Censimenti e registri

Liste di nomi, genealogie di famiglie. La Torà ne è piena. Nella parashà di questa settimana incontriamo il primo lungo elenco dei figli di Israele (inteso come Giacobbe). Rashì spiega all’inizio di Shemot che il ripetersi dei conti esprime l’amore che l’Eterno nutre verso il Suo popolo, come una persona che si guarda e riguarda le cose che apprezza.
Di certo, censimenti e registri sono una mano santa per tutti i ricercatori che ne traggono un’infinità di informazioni utili.
Quanto darebbe uno storico delle società ebraiche per poter ricostruire con precisione il grado di adesione di una specifica comunità alle preghiere pubbliche? Ci si arriva per approssimazione, aggregando insieme una serie di dati che si acquisiscono da fonti parallele. Registri delle famiglie appartenenti alle varie scole, tavolette con i nomi dei capifamiglia per segnare le mizvot assegnate durante le tefillot, o magari solo le liste dei minianisti, a cui era corrisposto un piccolo obolo per la loro partecipazione alle preghiere. Un dato che la dice lunga sul fatto che a stento si arrivasse a 10 maschi nei giorni feriali.

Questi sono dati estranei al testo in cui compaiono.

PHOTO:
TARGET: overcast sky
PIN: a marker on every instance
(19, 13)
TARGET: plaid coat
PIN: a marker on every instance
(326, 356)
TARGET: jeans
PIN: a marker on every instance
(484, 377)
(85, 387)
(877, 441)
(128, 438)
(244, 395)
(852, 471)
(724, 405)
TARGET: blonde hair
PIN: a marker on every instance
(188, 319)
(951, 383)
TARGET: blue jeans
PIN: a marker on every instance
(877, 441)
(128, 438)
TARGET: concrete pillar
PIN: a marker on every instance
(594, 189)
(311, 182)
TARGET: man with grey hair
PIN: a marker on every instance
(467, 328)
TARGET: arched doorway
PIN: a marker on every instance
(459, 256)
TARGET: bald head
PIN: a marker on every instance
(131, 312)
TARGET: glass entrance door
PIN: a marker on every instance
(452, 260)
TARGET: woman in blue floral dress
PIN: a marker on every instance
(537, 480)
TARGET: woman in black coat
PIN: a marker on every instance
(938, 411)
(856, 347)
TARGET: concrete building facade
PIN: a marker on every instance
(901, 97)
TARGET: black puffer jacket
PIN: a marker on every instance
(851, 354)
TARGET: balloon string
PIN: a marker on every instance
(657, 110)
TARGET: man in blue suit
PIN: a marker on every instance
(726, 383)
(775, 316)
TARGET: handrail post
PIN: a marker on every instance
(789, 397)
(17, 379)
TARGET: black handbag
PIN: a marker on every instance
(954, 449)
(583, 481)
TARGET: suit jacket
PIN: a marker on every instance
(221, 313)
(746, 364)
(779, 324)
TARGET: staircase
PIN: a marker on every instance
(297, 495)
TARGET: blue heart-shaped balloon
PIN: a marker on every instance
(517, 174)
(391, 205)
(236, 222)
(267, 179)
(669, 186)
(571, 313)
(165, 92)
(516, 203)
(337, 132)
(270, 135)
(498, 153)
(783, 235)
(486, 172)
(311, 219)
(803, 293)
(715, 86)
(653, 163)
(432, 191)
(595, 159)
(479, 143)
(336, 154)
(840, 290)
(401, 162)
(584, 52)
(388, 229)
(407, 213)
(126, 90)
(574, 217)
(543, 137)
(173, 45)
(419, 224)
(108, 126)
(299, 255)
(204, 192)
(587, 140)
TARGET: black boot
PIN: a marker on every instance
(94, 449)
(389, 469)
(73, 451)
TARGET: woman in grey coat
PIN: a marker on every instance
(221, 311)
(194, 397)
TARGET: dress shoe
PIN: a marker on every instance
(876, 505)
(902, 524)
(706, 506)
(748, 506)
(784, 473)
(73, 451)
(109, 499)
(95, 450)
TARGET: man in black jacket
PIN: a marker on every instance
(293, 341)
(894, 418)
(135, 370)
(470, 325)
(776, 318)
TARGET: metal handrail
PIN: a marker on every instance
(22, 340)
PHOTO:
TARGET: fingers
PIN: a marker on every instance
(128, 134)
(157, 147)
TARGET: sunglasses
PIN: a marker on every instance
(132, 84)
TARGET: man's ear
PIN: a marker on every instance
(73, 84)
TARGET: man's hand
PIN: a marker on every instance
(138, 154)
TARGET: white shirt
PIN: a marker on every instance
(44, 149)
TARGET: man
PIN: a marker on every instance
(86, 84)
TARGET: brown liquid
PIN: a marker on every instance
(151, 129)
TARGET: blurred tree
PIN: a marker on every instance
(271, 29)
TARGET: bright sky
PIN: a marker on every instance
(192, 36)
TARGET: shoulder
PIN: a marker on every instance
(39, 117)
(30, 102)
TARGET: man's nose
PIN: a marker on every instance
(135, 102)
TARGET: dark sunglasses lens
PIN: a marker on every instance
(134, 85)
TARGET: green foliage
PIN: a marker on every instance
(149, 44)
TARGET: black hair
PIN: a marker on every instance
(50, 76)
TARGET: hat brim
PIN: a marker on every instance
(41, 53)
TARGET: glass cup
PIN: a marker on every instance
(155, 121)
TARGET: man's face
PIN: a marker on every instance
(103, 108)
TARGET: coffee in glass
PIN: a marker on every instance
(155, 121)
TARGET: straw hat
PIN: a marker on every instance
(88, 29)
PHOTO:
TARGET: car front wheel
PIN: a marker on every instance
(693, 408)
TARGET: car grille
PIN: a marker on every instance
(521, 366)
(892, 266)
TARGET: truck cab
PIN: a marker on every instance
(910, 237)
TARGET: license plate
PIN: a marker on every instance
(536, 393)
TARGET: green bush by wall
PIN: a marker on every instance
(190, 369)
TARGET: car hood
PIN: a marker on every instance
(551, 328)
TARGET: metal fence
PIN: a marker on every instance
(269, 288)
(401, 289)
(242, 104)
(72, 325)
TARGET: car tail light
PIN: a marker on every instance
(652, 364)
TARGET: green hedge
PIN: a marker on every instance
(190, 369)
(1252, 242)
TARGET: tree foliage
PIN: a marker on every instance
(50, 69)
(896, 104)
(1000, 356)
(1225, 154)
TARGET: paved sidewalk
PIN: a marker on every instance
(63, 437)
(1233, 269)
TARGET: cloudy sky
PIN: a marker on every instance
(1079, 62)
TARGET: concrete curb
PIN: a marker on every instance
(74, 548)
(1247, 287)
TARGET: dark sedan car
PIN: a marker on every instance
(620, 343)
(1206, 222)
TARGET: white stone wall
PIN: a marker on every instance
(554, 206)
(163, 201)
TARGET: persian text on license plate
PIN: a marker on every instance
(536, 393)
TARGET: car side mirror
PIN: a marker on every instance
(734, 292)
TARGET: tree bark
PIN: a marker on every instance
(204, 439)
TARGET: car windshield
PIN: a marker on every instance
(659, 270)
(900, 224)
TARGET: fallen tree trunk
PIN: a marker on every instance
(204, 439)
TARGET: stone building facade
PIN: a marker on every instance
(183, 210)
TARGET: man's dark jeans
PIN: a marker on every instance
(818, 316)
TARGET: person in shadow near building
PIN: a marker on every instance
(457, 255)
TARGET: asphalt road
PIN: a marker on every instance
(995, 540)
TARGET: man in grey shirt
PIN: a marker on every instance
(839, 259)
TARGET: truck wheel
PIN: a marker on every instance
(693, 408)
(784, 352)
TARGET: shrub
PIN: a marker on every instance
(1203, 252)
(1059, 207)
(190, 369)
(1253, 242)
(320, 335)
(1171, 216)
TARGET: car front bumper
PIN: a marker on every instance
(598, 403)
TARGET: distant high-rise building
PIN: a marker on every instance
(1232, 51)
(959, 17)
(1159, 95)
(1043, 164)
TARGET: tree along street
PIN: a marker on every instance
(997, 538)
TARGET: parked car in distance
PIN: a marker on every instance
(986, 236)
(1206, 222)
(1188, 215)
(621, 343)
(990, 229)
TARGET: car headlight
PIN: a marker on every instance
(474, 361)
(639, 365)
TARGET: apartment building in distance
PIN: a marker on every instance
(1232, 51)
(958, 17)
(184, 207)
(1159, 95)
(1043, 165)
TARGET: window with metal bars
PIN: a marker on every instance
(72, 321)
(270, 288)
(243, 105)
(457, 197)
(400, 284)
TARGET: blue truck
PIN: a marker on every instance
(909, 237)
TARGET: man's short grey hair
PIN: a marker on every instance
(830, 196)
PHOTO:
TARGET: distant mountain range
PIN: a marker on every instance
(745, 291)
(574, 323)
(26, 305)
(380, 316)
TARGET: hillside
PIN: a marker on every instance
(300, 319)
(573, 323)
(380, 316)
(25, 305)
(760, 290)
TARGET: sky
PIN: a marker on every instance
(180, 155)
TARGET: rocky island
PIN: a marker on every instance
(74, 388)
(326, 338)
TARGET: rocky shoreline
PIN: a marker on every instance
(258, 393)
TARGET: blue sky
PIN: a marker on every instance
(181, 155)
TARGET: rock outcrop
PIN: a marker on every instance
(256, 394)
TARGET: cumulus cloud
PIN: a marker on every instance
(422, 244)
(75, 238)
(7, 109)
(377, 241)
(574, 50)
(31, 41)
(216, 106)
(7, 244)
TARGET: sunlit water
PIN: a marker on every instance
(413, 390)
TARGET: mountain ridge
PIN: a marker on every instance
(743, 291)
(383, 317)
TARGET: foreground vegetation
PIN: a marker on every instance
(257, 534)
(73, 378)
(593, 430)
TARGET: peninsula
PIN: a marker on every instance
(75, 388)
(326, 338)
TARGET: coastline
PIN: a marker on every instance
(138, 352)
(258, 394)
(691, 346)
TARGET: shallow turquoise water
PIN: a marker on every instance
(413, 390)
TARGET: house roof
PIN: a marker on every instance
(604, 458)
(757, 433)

L’altra mattina, recatomi a tefillà, mi sono reso conto che i nomi di tutti i partecipanti, come è naturale, venivano trascritti su un quaderno, per ovvi motivi di tracciamento dei contatti. In alcune realtà questo avviene in modo telematico in altri posti, segnati a mano su registri.
Non so se la legge sulla privacy lo permette, ma conservare questi dati presso gli archivi delle nostre comunità, chissà, potrebbe essere un piccolo contributo un giorno alla ricostruzione della vita ebraica in questo lungo periodo così curioso.